The SRD says it takes 24 hours to scribe one spell, no matter what the level. I don't know if that takes sleep into account or not.







Leif said:


> How long are you planning to spend crafting items, Kerlan?  We are talking about WEEKS here, aren't we?  What do the rest want to do while he is busy?  That's a significant inn bill, too!  Not to mention the lab expense, supplies, and m/w items to enchant....



The items I listed are just the options I'm considering. I'll only have enough gold to make a few of the items. I'd guess it would take about a week at most. If anyone else wants anything, it will take longer. 

What do you mean about the "lab expense, supplies, and m/w items to enchant"? All that stuff is what the item cost covers, isn't it? As for the Inn bill, I thought that Lord Kyle was going to be setting aside space for us.


----------



## Scott DeWar

must be that old age creaping up on leif...just like undrwear.


----------



## Leif

KerlanRayne said:


> The SRD says it takes 24 hours to scribe one spell, no matter what the level. I don't know if that takes sleep into account or not.The items I listed are just the options I'm considering. I'll only have enough gold to make a few of the items. I'd guess it would take about a week at most. If anyone else wants anything, it will take longer.
> 
> What do you mean about the "lab expense, supplies, and m/w items to enchant"? All that stuff is what the item cost covers, isn't it? As for the Inn bill, I thought that Lord Kyle was going to be setting aside space for us.



I will assume that a night's sleep is included in the scribing time, so just a full day's work scribing and then straight to bed.  No time for adventuring that day, is essentially what it means, I think.  (And I actually would have thought that you could scribe two or three spells in one day, but if SRD says 1 day per spell, then I guess it's one day per spell.)

Yes, you're right about the cost of the item including the lab, materials, etc.

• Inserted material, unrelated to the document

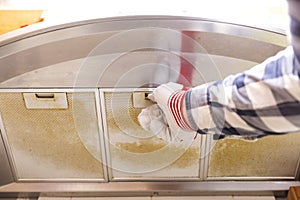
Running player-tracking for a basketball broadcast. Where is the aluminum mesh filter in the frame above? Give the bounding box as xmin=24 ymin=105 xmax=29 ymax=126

As to the space, Lord Kyle's intention was for you to be part of the garrison at the fort you just cleared out.  It will take some weeks yet before the fort is restored to its former state.  Lord Kyle is not going to make his soldiers sleep in old hobgoblin funk!  And the place has to be re-stocked, and a garrison recruited, too.  Say 4-5 weeks, give or take?


----------



## Maidhc O Casain

So how many days are we taking off before heading back to adventuring?  Manny will use his time scribing spells into his books, so I just need to know how many he can get in there.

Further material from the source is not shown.